Why Feds’ Drug-Approval Process Should Be Changed Forever - The American Spectator | USA News and Politics
Why Feds’ Drug-Approval Process Should Be Changed Forever

One day, America will be more or less back to normal. We’ll be back in work and school. Sports will resume, and the economy will grow again.

But in some ways, we will be changed forever. One of those is the way we go about approving medicine for public use.

The president’s coronavirus task force has debated how strongly to recommend use of Hydroxychloroquine, a drug used to treat malaria and lupus. It shows signs in many patients of relieving symptoms within hours.

Anthony Fauci, the physician and immunologist who serves as the director of the National Institute of Allergy and Infectious Diseases and is President Trump’s chosen expert on the virus, advises caution because the drug has not been through sufficient clinical trials.
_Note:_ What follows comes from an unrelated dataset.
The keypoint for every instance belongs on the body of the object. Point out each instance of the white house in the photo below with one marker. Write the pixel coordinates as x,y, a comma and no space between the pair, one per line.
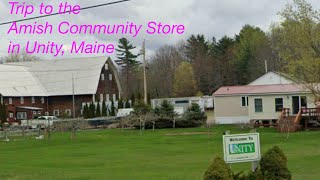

Others in the president’s circle say the drug appears to be curing people, has been declared safe to use in limited doses for four decades, and should be recommended as a treatment.

The president splits the baby: “What do you have to lose?” he asks.

This tension always exists when it comes to getting drugs and medical treatments approved for use. The U.S. is the gold standard in this, and it has given us the best drugs, the most innovation, and the longest life expectancies among those who make it to age 40 in the world.

Its careful approach has led to a 30 percent reduction in the mortality rate for cancer over the last 30 years, with the largest-ever year-to-year decrease occurring in 2017.

Yet, one of the most promising approaches in recent years finds itself in a situation similar to that of Hydroxychloroquine. Its effectiveness is not in question. But its ability to get that final stamp of government approval — in this case, authorizing appropriate reimbursement through Medicaid for the treatment — has proven elusive.

CAR-T (Chimeric Antigen Receptor T-Cells) is an immunotherapy that takes a cancer patient’s own T cells — a type of white blood cell — and arms them with a specialized protein called the chimeric antigen receptor. The receptor helps the T cells find and kill the cancer.

It has been found to produce long-lasting remissions for even some patients with very advanced cancer. The drug underwent a redesign in 2017 that, among other things, substituted human cells for mouse cells to make them last longer in the human body. It “appears to be a significant advance in our current understanding of how CAR-T cells work and how to make a safer CAR-T,” said Dr. David Maloney, M.D. and Ph.D., medical director of cellular immunotherapy for Fred Hutchinson Cancer Research Center.

Also, like Hydroxychloroquine, this treatment is for people who already are seriously ill and looking for hope. The problem is that Medicare and Medicaid do not properly reimburse doctors who perform CAR-T therapy. This means those with good health plans through work and perhaps Medical Savings Accounts can access this life-saving treatment, but those who rely on Medicare and Medicaid cannot, and those who live in cities will have a much easier time finding it than those in rural areas.

The Trump administration has a chance in the near-term to rectify this. A decision is nearing from the Centers for Medicare and Medicaid Services on how it will reimburse doctors for CAR-T therapy.

The administration has shown a willingness in the coronavirus crisis to push the pedal on regulatory approval and make drugs and treatments available faster than normal if they are proven to be effective and their side-effects manageable.

The Centers for Medicare and Medicaid Studies also has been aggressive in helping move CAR-T from maker to market. And with research and doctors saying the changes resulted in significant improvement, it seems a strong case can be made for finding a long-term solution on CAR-T physician reimbursement that will ensure patients throughout the country have access to this life-saving treatment going forward.

The coronavirus pandemic has taught us a lot about how drugs and treatments are developed and approved in the United States. It’s a uniquely American story in which doctors and researchers work together to develop cures to diseases that have defied treatment for centuries, and regulators ensure drugs and treatments do what they say they will do and don’t do what they don’t say they will do.

This tension is good and beneficial. It has made CAR-T better already. But now it is time to step up America’s war on cancer, strike a blow for innovation and investment in the future, and make CAR-T available to all American patients by having Medicare/Medicaid reimburse for it appropriately.